Five years ago today, I uploaded my first novel to the Kindle. I caught the bug instantly and have indie-published every title since.

ibmpcxt3 Back in 1986, I hammered out my first short story at the keyboard of an IBM PC XT. By 1991, I was looking to publish, so I wrote letters to several magazines, asking them for their writer’s guidelines. I made sure to include an SASE with each letter, so I would get a response. Once I had those guidelines, I could format my stories in the way that each editor wanted, and maximize my chance at getting accepted.  It took money and time, but that was the business.

Have you ever heard of an SASE? That’s a “self-addressed, stamped envelope.” In other words, a form of extinct communications technology. And in those days, if I wanted to submit to a magazine in Great Britain or Canada, I also had to include “international reply coupons.” You can think of those as a particular species of carrier pigeon.

I have vivid memories of letters, envelopes and stamps spread across my dorm room floor. That was 25 years ago.

Five years ago, after reading of the success of Amanda Hocking and J.A. Konrath, I was itching to try self-publishing. It was clear that the ebook market was flooded with readers and starving for writers, and the first writers who had jumped in were doing very well. I knew the ereader craze might be a fad… and that’s why I wanted in. I wanted to be a part of it, especially if it didn’t last. I was afraid that if I missed it, I would be kicking myself forever once it was gone.

So I uploaded Outrageous Fortunes in March of 2011, and started getting a nice check every month. I was hooked. Since then, publishers have continued to punish writers with deadlines, complicated contracts, occasional bankruptcies, and lately, censorship. For five years, I have been open to the possibility of pursuing a contract with a traditional publisher… but less and less open, year after year.

And the technology has continued to provide delightful surprises.

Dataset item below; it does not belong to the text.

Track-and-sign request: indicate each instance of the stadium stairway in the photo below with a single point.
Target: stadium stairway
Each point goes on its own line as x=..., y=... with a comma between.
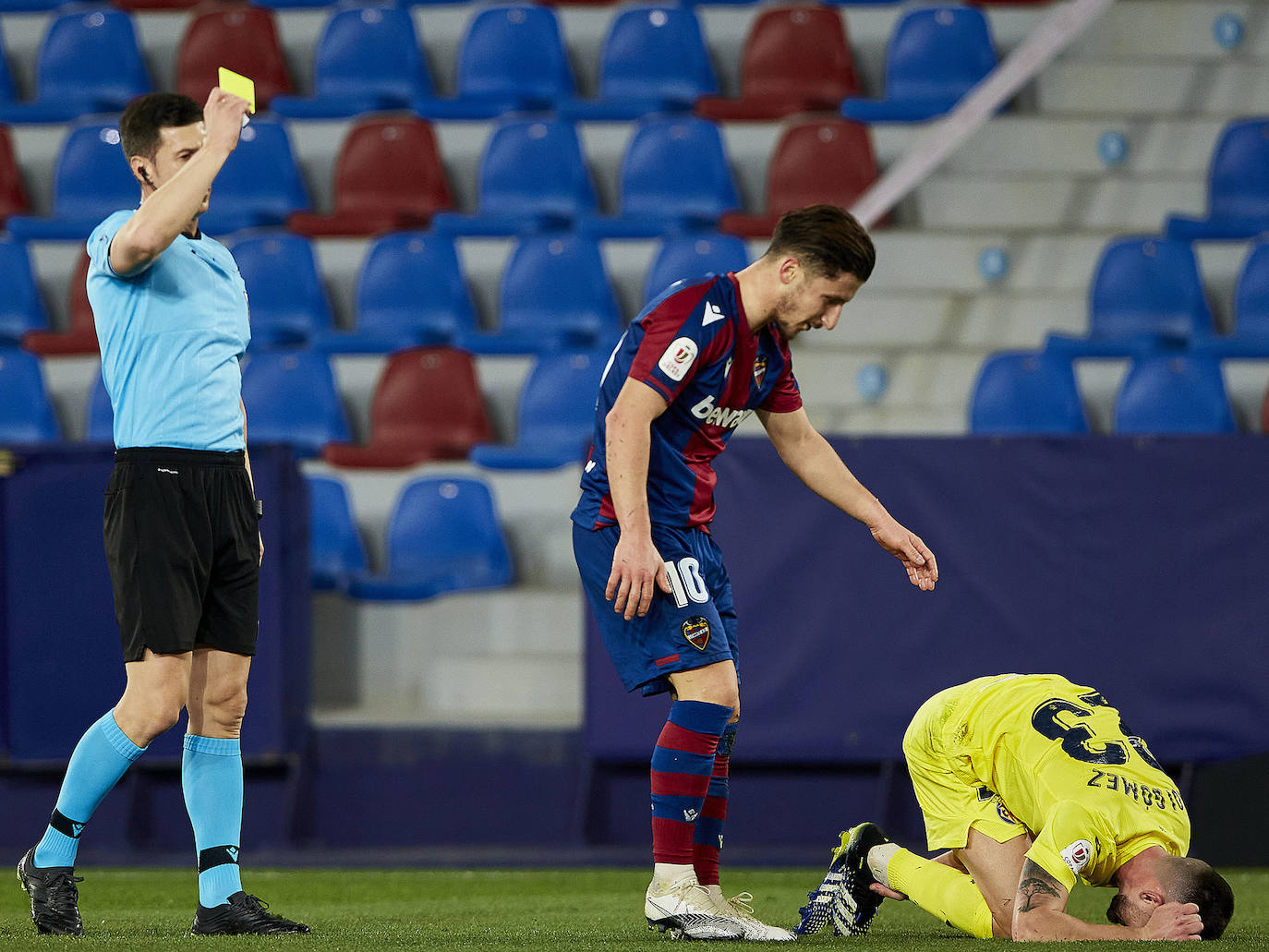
x=1031, y=183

How far from those SASE’s have we come? This far:

15bPCuX3YZHkcMJcsiz95EehKNzWJqbqF6

That 34-character-string is an address for a bitcoin wallet. My readers can pay me directly with it (if they know how). No stamps, no checks, no envelopes, no postal service, no banks, no governments. Human to human, anywhere on Earth, instantly.  The path between the reader and writer is now clear of all intrusive debris.

Today, not many of my readers know how… yet.  But as William Gibson said, “The future is already here. It’s just not evenly distributed.”


It’s okay, officer. I’m a writer (part 2).

March 7, 2016

Here’s my second post on how fiction writers can do research online without being tracked by the Man.  Last time, I shared my favorite private search engines, but now it’s time for the biggest hammer in the toolbox: Tor.

I use Tor a lot. Tor is… well, give this a try:

The people at the Tor Project describe it like this: “Tor is free software and an open network that helps you defend against traffic analysis, a form of network surveillance that threatens personal freedom and privacy, confidential business activities and relationships, and state security.”

If you’ve heard of Tor at all, you probably heard that criminals use it.  But actually, criminals don’t need Tor (because they’ve already hacked your wifi and stolen your identity, and surf the web masquerading as you).  Tor is for non-criminals who need anonymity online, like thriller writers researching how to kill people.  See “Media,” below?  That’s you, writer!

who-uses-tor

The software itself is called the Tor Browser Bundle, a modified version of the Mozilla Firefox browser.  You can download it for Windows or Mac (or for true badasses, Linux) right here.

There’s also Orbot and Orfox for your phone, so you can get your murder-and-mayhem research done on the road.

There’s not much learning curve to Tor. Just download and go. I’ll end this post with a scene from Sneakers that has nothing to do with Tor in any technical sense… except using Tor always reminds me of it:

“They got the satellite in Tokyo. These guys are good.”


It’s okay, officer. I’m a writer.

February 25, 2016

Here’s an issue that comes up all the time on Facebook and in my writer’s group. Question: How can I research online all the murder and mayhem I put in my stories without landing on some law-enforcement  watchlist?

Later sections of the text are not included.